Running Finite-Difference Time-Domain loop on device

Is it possible to run the time-stepping loop of a Finite-Difference Time-Domain (FDTD) scheme completely within a kernel running on the device? I understand that if a display is connected to the graphics card shared with the GPU, kernel execution time is limited. However, is there a way to synchronize all of the threads, thereby effectively bypassing this time limit?

I need to run calculations within the time loop, and then swap 2D textures. For example, give pitch linear texture memory variables pnsub1, pn, pnplus1, I would like to do the following:

pnsub1 = pn;

pn = pnplus1;

Is there a way to swap 2D texture memory on the device? Would I use cudaMemcpy or a similar function?

The following code snippet shows what I would like to achieve with the kernel running on the device.

__global__ void run_kernel()


   for(int t = 0; t < tN; i++) 


     // perform calculations in here

// swap 2D textures here


// synchronize threads here?


In principle it is possible to achieve something similar using persistent threads.
However, what advantage are you hoping for compared to multiple kernel launches?

Thank you for your response, tera! Since the timestep of my simulation is very small, I am hoping to have the GPU run the simulation at a quicker rate than what might be achieved by having the host processor trigger each kernel.

If the time loop is executed on the host, and the host triggers each kernel, then must the host also swap the matrices? If the host starts each kernel and then swaps the matrices, then wouldn’t this affect performance?
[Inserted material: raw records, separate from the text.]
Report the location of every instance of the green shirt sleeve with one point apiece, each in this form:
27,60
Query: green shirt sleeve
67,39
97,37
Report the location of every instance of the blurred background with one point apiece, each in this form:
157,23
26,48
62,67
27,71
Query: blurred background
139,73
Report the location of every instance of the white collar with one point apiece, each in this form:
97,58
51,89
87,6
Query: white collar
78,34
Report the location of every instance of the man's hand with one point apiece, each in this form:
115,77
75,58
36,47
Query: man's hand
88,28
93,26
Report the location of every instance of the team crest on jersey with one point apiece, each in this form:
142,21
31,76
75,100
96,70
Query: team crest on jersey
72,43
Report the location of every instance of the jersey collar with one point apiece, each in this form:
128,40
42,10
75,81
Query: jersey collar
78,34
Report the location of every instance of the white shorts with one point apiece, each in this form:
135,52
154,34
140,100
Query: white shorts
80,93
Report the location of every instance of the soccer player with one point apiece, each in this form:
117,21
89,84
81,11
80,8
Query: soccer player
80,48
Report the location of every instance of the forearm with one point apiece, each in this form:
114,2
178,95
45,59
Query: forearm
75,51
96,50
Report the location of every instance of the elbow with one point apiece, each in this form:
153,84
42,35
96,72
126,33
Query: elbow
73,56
Will there be a performance penalty by having the host start each kernel?

What is the best way to do what I am wanting to do?
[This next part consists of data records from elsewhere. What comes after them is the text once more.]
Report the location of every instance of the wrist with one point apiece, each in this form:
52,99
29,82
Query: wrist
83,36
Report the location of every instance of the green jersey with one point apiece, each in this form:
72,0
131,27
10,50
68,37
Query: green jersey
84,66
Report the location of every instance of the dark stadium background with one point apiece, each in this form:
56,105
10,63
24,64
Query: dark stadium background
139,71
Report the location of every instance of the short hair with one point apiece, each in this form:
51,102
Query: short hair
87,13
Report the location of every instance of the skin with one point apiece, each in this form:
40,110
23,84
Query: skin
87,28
Do you really want to swap matrixes is memory or just swap pointers? The latter should be no problem at all.

I haven’t checked on my own, since my kernels are running far longer, but kernel launch overhead should be something like 10us or better. My personal advice would be to use a kernel invocation per timestep first. and get that working. Then if kernel launch overhead turns out to be significant, you can always optimize later.
Since persistent threads are tricky, you will want to have a working CUDA reference implementation anyway so that you can check whether any problem is due to persistent threads or something else in your code.

Thanks for pointing me in the right direction, tera. I will finish writing code to use one kernel invocation per timestep, and the timestep loop will run on the host. Once I’m satisfied with this code, I will try to use persistent threads.
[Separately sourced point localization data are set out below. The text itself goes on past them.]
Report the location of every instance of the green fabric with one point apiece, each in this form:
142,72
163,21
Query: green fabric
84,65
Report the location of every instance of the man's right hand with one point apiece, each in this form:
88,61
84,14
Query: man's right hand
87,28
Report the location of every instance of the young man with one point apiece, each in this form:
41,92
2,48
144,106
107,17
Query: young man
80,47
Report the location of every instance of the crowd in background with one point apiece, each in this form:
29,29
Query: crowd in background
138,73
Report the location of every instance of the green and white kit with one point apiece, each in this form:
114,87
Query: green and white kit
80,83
How would I swap pointers to pitch linear texture? If the pointers are for pitch linear memory allocated on the GPU device and then bound to 2D texture memory, how do I swap the pointers within the timestep running on the host?

Is there a good persistent threads example that I can use for reference when implementing this type of threaded programming?

How would I swap the pointers to memory? Within the time loop on the host, I’ve done the following:

// swap the matrices

		// pnsub1 = pn

		// pn = pnplus1


		CUDA_CHECK( cudaMemcpy (pnsub1, pn, Nx * Ny * sizeof(float), cudaMemcpyDeviceToDevice) );

		CUDA_CHECK( cudaMemcpy (pn, pnplus1, Nx * Ny * sizeof(float), cudaMemcpyDeviceToDevice) );

However, once this code is run I receive the following error:

unspecified launch failure

What do I have to do to be able to swap the pointers? Since pn, pnsub1, and pnplus1 are pointers to pitch linear memory allocated on the GPU device, how would I swap the pointers using code running on the host?

Could anyone comment on the possibility of swapping the pointers to texture memory? Does the swap have to be done on the device (by starting another kernel to do the swap), or can the swap be done on the host by copying memory?

Essentially what I have are pointers to pitch linear memory. The pitch linear memory has been allocated on the device. Moreover, the pitch linear memory has been bound to a 2D texture.

Need rebind texture references to arrays. Also for textures you need to use something like memcpy2d. Cause it uses pitch or so.

Thanks, Lev; I will give this a try and then post back my findings here. Many thanks!